Both companies face some trouble in the lucrative US market. The US Food & Drug Administration had banned imports from all four Ranbaxy plants in India, and also fined it after it pleaded guilty to felony charges relating to adulterated drugs. The FDA had also banned Sun’s Karkhadi plant from exporting to the US for violating good manufacturing norms.

Daiichi Sankyo had bought Ranbaxy in 2008, and currently holds a controlling stake of 63.4 per cent. Once the deal is concluded, Daiichi will be left with a stake of about nine per cent in Sun Pharma.

Under the agreements announced Monday, Ranbaxy shareholders will receive 0.8 share of Sun Pharma for each share of Ranbaxy. The price represents an implied value of Rs 457 for each Ranbaxy share, as of the close of business on April 4, 2014.

“The transaction has a total equity value of approximately USD 3.2 billion,” the two companies said in a joint statement.

The combined entity's revenues are estimated at $4.2 billion with operations in 65 countries, 47 manufacturing facilities across five continents, and a significant platform of speciality and generic products marketed globally, including 629 ANDAs or abbreviated new drug applications.

Sun Pharma Managing Director Dilip Shanghvi, who had set up the company in Calcutta way back in 1983, said at a conference call: “There is very little product specific overlap between Ranbaxy and Sun products. So there is enormous amount of opportunity...It gives us leadership position in chronic therapy, in acute care, hospitals… In the US which is the largest market for Sun, we can now further strengthen, with many more ANDAs waiting approval and also first to file opportunities.”

Sanghvi, however, declined to put a timeframe on expected approvals for Ranbaxy's applications in the US.

“The first important issue for us is to focus on is to achieve compliance. Only once the facility is re-certified we can look at new product approvals from this facility...all I can is promise is that it would be the most important thing for the management to achieve compliance,” Sanghvi said.

When asked about premium paid despite issues faced by Ranbaxy in the US, he said: “We'll have to look at the overall business and not at any temporary one time cost ...we believe that valuation is justified and I am confident of future for combined shareholders...

“...the quality of business of Ranbaxy from whatever we have seen is no way inferior to the quality of Sun Pharma. So it should be possible for us to find a way to make the biz profitable. How long will it is a matter of time.”

In 2013, Ranbaxy agreed to pay a $500 million fine after pleading guilty to felony charges over manufacturing and distribution of adulterated drugs in the US.
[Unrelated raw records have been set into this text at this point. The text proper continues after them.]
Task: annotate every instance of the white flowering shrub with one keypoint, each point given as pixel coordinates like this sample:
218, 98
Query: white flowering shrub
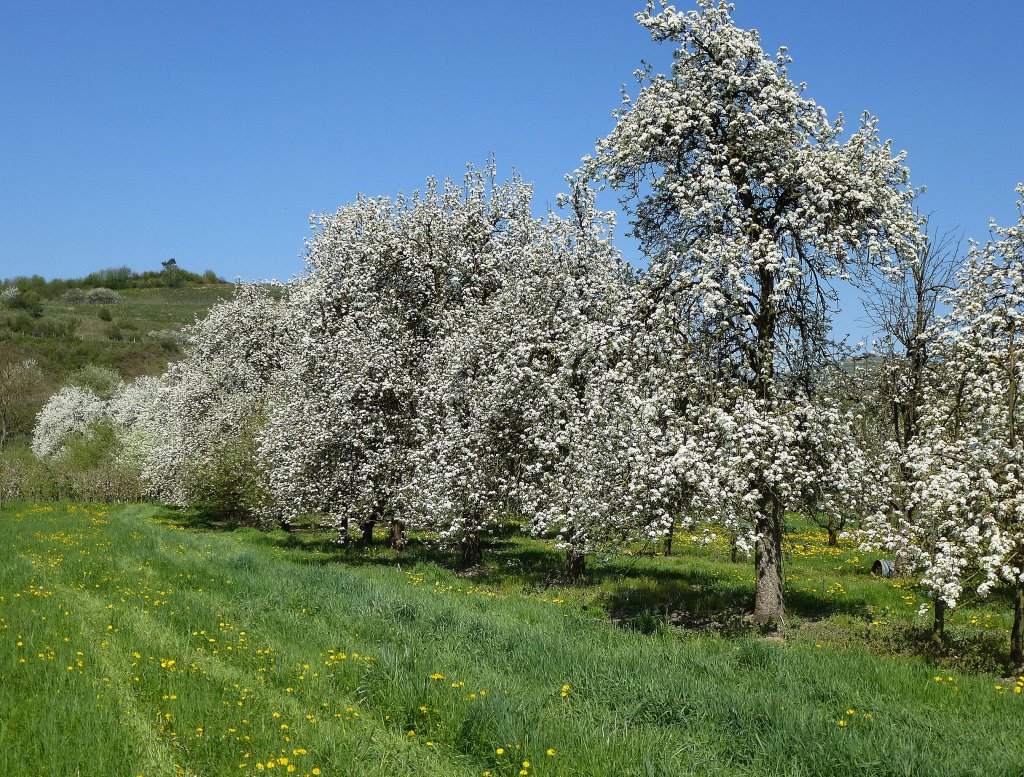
71, 413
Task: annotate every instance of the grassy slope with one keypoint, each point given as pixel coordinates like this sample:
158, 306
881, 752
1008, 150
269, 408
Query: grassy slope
140, 311
154, 649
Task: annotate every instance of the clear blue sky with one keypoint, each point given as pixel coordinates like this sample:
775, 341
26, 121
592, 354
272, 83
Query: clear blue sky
208, 131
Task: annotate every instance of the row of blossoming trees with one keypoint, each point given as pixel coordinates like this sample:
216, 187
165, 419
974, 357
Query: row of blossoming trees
449, 358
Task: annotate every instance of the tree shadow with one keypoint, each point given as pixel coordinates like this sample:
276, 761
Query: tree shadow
637, 592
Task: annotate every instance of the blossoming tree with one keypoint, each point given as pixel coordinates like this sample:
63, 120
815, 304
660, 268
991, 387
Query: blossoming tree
747, 199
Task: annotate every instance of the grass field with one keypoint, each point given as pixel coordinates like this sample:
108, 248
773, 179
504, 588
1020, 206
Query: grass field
136, 642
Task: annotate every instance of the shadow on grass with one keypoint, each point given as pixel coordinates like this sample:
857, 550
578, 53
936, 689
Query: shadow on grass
636, 592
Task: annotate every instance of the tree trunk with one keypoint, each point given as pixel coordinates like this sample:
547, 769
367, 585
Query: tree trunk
939, 622
470, 553
397, 537
768, 606
1017, 633
343, 531
367, 527
576, 562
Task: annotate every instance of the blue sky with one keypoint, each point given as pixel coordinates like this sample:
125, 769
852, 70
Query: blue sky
133, 132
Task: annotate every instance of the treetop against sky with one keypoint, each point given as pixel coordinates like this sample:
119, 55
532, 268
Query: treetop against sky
210, 132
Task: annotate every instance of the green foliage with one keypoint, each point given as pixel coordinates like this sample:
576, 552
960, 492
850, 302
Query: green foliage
118, 278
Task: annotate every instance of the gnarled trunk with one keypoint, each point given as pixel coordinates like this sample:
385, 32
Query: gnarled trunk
367, 527
1017, 633
938, 622
768, 606
470, 552
576, 562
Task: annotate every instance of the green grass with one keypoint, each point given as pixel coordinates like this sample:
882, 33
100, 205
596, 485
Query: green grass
134, 643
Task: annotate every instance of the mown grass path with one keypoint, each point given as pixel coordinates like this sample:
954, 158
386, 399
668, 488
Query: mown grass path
129, 646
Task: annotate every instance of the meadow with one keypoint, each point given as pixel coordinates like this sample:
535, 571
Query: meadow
137, 641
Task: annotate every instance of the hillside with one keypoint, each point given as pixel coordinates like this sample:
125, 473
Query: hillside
172, 649
137, 333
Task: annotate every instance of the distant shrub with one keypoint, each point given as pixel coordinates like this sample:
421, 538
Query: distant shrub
7, 294
102, 296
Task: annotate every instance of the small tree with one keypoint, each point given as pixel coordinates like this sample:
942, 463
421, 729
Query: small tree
968, 456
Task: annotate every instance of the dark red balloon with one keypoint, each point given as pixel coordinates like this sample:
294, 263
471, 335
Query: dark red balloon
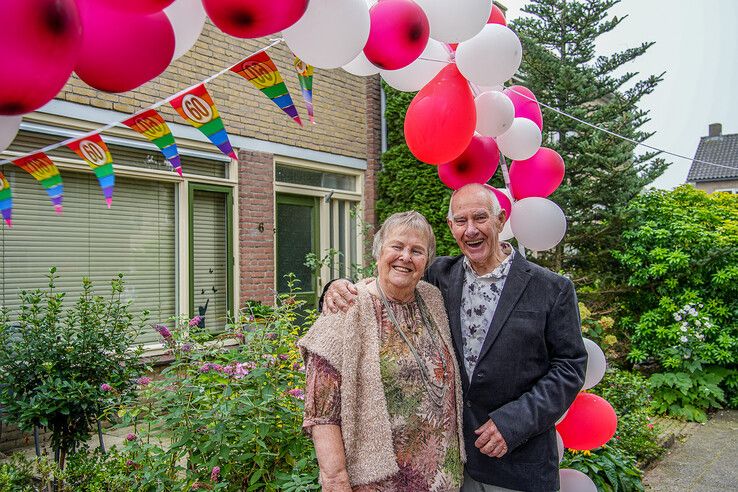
440, 121
39, 45
398, 34
121, 50
589, 423
254, 18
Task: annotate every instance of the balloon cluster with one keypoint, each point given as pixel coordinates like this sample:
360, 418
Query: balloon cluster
589, 422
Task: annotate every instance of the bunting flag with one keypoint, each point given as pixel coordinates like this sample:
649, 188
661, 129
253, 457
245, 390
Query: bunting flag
260, 70
93, 150
6, 200
305, 74
151, 125
40, 167
198, 109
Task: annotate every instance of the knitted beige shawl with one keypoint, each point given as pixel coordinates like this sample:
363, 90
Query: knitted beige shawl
350, 343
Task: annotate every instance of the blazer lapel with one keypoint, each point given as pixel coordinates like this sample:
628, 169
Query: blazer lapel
517, 279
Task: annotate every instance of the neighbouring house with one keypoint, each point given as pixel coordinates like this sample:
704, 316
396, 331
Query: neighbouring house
718, 149
225, 232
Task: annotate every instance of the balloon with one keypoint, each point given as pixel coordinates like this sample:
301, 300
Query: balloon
398, 34
476, 164
360, 66
497, 16
39, 44
538, 223
452, 22
524, 107
521, 141
330, 33
575, 481
491, 57
596, 364
590, 423
254, 18
120, 50
413, 77
439, 123
187, 18
9, 126
495, 113
538, 176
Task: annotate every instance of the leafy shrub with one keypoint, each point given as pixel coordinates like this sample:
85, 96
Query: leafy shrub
65, 369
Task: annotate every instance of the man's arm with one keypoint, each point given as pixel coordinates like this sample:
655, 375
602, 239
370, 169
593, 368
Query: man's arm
538, 409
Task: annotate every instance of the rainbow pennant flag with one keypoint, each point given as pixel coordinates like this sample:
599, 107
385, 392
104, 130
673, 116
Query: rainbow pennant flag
260, 70
6, 200
93, 150
305, 75
40, 167
198, 109
151, 125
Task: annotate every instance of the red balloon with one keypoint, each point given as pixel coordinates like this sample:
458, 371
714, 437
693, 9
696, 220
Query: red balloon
39, 45
398, 34
477, 164
120, 50
440, 121
138, 6
254, 18
538, 176
497, 16
590, 423
525, 107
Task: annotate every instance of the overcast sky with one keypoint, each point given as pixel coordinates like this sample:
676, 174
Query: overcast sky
697, 46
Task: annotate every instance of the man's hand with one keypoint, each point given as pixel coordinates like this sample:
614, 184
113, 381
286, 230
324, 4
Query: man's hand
339, 296
490, 441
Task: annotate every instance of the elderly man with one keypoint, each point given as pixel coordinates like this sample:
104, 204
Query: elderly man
517, 337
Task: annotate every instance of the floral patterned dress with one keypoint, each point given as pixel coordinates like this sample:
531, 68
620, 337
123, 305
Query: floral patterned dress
424, 429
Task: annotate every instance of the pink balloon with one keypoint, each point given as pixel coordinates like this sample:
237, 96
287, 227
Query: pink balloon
477, 164
398, 34
538, 176
39, 44
254, 18
138, 6
524, 107
120, 50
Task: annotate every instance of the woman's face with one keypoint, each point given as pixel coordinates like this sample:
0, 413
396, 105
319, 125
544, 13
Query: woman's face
402, 260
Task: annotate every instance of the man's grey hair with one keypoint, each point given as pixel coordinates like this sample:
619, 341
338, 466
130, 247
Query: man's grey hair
411, 220
496, 207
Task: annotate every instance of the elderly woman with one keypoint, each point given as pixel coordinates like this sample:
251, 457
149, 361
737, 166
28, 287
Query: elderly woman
383, 396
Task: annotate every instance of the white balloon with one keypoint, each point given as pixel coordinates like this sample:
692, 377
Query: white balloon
187, 18
330, 33
457, 20
413, 77
575, 481
361, 66
538, 223
9, 126
596, 364
491, 57
495, 113
521, 141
Sun Pharma said it expected to realise revenue and operating synergies of $250 million by the third year post closing of the transaction. These synergies are expected to result primarily from top line growth, efficient procurement and supply chain efficiencies.

Ranbaxy MD and CEO Arun Sahwney said the transaction brings significant value to all Ranbaxy shareholders.
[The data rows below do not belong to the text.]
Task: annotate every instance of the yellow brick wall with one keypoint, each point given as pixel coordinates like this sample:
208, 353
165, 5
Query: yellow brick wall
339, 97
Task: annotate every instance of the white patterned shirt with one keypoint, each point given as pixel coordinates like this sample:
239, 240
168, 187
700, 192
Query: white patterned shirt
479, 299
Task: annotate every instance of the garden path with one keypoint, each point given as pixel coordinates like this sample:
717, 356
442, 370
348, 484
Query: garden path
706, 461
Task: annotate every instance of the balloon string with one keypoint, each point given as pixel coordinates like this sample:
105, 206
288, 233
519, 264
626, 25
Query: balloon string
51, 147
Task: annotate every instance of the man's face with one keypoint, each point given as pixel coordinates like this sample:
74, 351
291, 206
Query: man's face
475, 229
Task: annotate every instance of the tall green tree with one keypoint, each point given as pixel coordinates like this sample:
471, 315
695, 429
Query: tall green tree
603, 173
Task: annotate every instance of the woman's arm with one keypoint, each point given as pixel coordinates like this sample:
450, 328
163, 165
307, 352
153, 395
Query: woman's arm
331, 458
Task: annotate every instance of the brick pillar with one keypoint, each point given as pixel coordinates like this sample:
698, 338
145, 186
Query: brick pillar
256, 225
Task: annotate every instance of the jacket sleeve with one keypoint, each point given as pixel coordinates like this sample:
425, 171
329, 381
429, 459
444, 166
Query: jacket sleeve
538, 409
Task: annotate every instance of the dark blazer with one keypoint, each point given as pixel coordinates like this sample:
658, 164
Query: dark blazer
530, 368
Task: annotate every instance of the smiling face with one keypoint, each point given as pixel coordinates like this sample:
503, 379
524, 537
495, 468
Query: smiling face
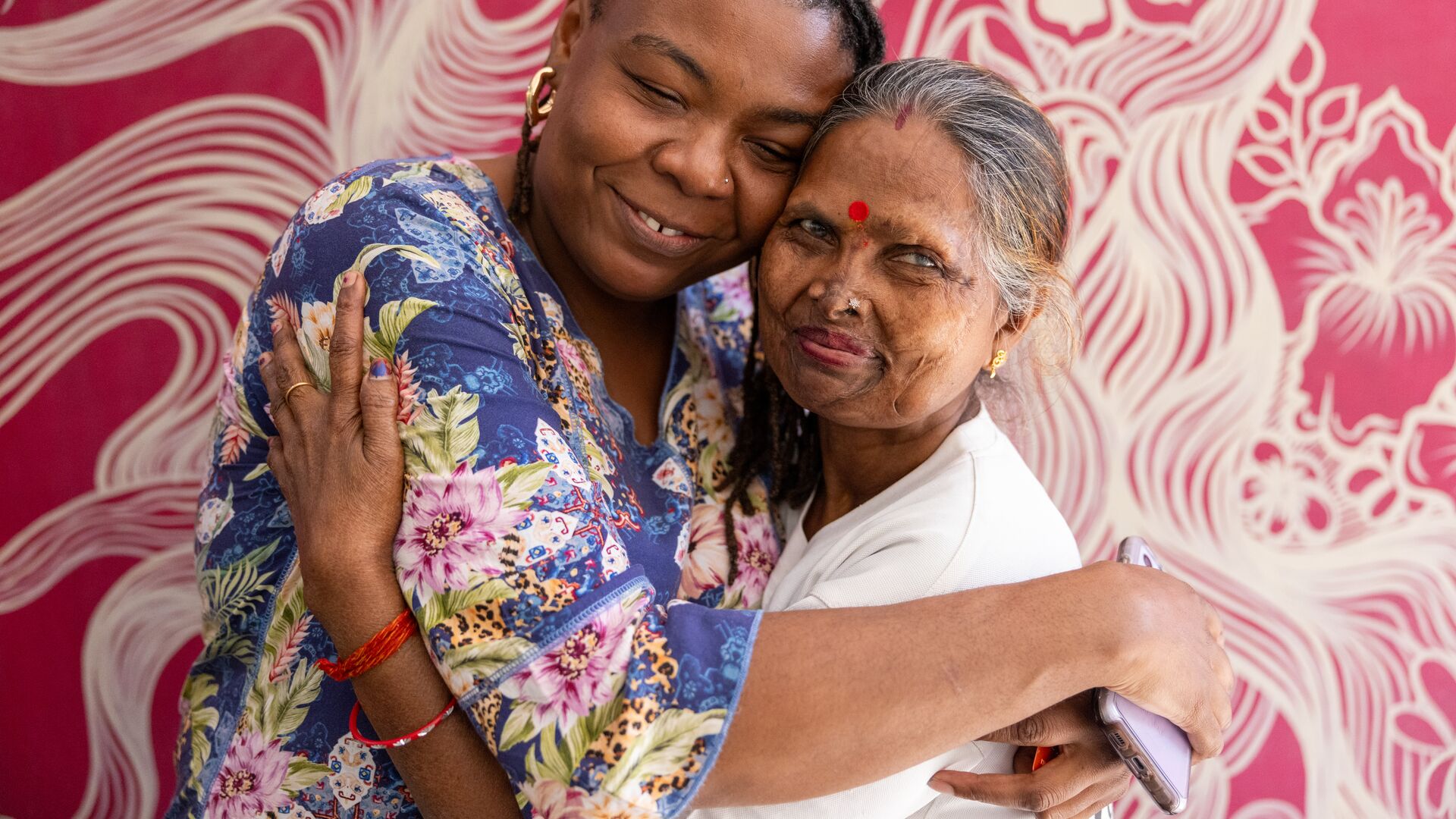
677, 131
874, 306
The proposed transaction has been unanimously approved by the Boards of Directors of Sun Pharma, Ranbaxy and Daiichi Sankyo.
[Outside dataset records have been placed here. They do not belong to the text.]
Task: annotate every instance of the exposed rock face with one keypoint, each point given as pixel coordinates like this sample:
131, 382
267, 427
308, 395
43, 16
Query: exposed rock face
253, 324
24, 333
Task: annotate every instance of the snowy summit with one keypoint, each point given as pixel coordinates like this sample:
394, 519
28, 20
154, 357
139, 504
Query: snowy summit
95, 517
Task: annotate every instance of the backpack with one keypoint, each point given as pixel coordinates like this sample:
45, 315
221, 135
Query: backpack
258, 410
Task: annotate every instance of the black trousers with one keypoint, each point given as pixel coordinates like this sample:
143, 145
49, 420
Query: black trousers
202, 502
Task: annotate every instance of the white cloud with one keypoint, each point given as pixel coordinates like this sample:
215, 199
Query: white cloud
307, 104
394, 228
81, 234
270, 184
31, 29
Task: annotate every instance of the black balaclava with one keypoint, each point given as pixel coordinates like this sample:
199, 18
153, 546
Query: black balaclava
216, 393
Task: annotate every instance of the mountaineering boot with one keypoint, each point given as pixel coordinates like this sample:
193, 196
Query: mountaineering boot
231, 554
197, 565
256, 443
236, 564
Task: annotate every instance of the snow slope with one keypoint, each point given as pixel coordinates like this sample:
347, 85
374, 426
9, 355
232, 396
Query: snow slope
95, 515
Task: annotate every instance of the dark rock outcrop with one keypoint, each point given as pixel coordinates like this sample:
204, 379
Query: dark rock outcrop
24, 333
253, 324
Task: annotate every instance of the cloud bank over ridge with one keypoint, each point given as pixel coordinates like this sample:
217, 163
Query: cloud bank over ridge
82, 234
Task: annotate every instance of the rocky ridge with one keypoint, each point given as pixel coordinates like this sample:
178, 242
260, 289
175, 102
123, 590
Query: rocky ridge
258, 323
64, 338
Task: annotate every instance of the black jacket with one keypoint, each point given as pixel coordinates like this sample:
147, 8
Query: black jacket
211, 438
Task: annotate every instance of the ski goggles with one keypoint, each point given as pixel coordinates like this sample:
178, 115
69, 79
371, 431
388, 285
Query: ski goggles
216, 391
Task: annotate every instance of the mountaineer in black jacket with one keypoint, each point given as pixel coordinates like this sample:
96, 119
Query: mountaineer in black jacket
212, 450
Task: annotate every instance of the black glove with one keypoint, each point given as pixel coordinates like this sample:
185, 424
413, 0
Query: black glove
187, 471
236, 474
The deal will need approval by majority in number representing 75 per cent in value of the shares present and voting at the shareholder meetings of each of Sun Pharma and Ranbaxy.

On the relationship with Daiichi, Sanghvi said: “We think that the transaction not only gives us an opportunity to grow our business but also to do partnership with a global company with significant technical capability and strength and we continue to be strategic partners for Daiichi and all the agreements we have with them for the Indian market will continue to be maintained.

Daiichi Sankyo will also have an independent director on Sun Pharma board, so that gives that connectivity and that linkage would be used to strengthen the relationship going forward, he added.